The Digital Repository of Ireland is a major initiative to safeguard Ireland’s digital heritage across the social and cultural domains. Built by a consortium of five academic partners over a period of four years, the DRI was launched in June of 2015 with a wide variety of collections, and stands as an exemplar of cooperation and best-practice adoption because of its national cross-institutional structure, as well as its integration in the international network data repositories and e-infrastructures.

The DRI is nominated for this award on two grounds: first, for launching a significant national technical infrastructure that addresses a serious preservation gap across Irish institutions, and second, for a series of sub-projects that directly and immediately address at-risk collections of national and international interest. In terms of the digital preservation gap, DRI marks the birth of Ireland’s first national multi-domain TDR, having earned the Data Seal of Approval days after its public launch, and being the first institution in Ireland to sign up with DataCite to mint DOIs. Significant government investment had previously been made in digitisation of assets, but without any overall plan for the preservation of those assets.

DRI’s continued and careful consultation with a range of archives and content-­holders across Ireland has built a community of interest in digital preservation, and a significantly enhanced
understanding of the need for preservation planning at early stages. Of course, DRI has also created a repository that follows international best practice in repository architecture, metadata creation, digitisation standards, and licencing, and this repository is now open for deposit to HSS collections across the country.

While the voices of large higher education institutions have made significant contributions to DRI’s development, importantly, DRI has also listened carefully to a wide range of organisations and groups, including small community groups run on a volunteer basis (e.g. the Dublin Dockworkers) to institutions that hold extensive collections without preservation in place (e.g. National Irish Visual Arts Library at NCAD), to digital archives that want to ensure sustainability (e.g. the Irish Qualitative Data Archive) to state-institutions that hold extensive archives but want to increase accessibility and reach (e.g. RTE and our national cultural institutions). Considering the needs of this wide swath of organisation types and sizes has been a challenge, but it is central to DRI’s ethos, and also a significant consideration in the current development of DRI’s business model and new governance structure. In addition to meeting a broad national need for digital preservation, DRI has paid careful attention to at-­risk object, helping to preserve and bring to light a series of fascinating collections and artefacts that would otherwise be subject to deterioration, or be difficult for the public to access.

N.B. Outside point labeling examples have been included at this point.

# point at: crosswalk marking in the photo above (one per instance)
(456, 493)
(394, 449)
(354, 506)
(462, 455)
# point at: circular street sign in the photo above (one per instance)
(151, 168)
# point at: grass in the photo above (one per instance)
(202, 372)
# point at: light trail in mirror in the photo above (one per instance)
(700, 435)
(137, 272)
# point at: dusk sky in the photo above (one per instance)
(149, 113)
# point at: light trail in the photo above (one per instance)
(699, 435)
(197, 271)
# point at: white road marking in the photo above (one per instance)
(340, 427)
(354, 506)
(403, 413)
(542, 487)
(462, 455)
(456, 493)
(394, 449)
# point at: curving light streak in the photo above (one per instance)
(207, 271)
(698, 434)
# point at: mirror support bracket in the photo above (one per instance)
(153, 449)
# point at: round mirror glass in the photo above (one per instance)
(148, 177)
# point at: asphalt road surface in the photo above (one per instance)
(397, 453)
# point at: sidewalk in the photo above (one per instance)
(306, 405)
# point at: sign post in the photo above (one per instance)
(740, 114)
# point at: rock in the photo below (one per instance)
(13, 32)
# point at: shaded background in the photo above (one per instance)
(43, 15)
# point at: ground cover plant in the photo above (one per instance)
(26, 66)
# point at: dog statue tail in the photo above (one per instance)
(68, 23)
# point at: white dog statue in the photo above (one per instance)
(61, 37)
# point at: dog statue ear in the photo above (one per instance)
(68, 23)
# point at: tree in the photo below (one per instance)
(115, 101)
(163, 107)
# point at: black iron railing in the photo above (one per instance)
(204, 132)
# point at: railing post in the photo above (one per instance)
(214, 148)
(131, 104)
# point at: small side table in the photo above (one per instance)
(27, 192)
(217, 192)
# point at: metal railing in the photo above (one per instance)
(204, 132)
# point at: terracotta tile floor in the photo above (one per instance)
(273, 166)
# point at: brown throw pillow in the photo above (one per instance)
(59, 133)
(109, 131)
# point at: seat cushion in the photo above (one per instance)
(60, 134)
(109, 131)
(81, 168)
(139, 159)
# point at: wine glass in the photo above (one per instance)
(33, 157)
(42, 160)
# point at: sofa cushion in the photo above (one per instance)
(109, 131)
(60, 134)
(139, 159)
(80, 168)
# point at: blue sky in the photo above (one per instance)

Leading up to its public launch in 2015, DRI initiated the ‘Decade of Centenaries; contest, which offered a ‘prize’ to three at-­risk collections. The Decade of Centenaries targeted collections relevant to the founding of an independent Ireland, with a current focus on Easter Rising of 1916. The winning collections received one-­on-­one digital archivist assistance, metadata creation guidance, and ingest support to deposit their collections – both at-­risk and of national significance – into DRI. These collections (The Michael Healy Collection, The Capuchins and the Irish Revolution, and Dublin City Electoral Lists) are featured on the front page of the repository at can be viewed on the repository at https://repository.dri.ie/

Based on this training and the publicity afforded to them, further collections are being prepared by these archives. Inspiring Ireland, DRI’s flagship digital cultural heritage platform, proved that long-­term preservation and aesthetically pleasing presentation can go hand in hand.  While the first phase of this project (2014-­2016) worked with the collections of established national cultural institutions, in the second phase, Inspiring Ireland 1916, public collection days were held to discover, digitise and preserve personal objects from 1916. In this case, 100-­year old objects that were clearly decaying in their material form, and were viewable only by their owners, have been preserved on DRI for the long term, and are now viewable by anyone with an internet connection at both inspiring-­ireland.ie and in the DRI repository. In addition, DRI is at the forefront of building new capacities to meet Ireland’s data management requirements for EU mandates in open data, consulting widely with HEIs and the National Archives to develop shared services. While these initiatives seemingly diverge from DRI’s initial mandate to preserve social and cultural qualitative data, they are part of a larger strategy to embed DRI in various aspects of Irish preservation, so that more fragile (and underfunded) projects benefit from the security of a widely-­adopted platform. Mitigating risk and safeguarding the digital legacy can be approached from a variety of perspectives.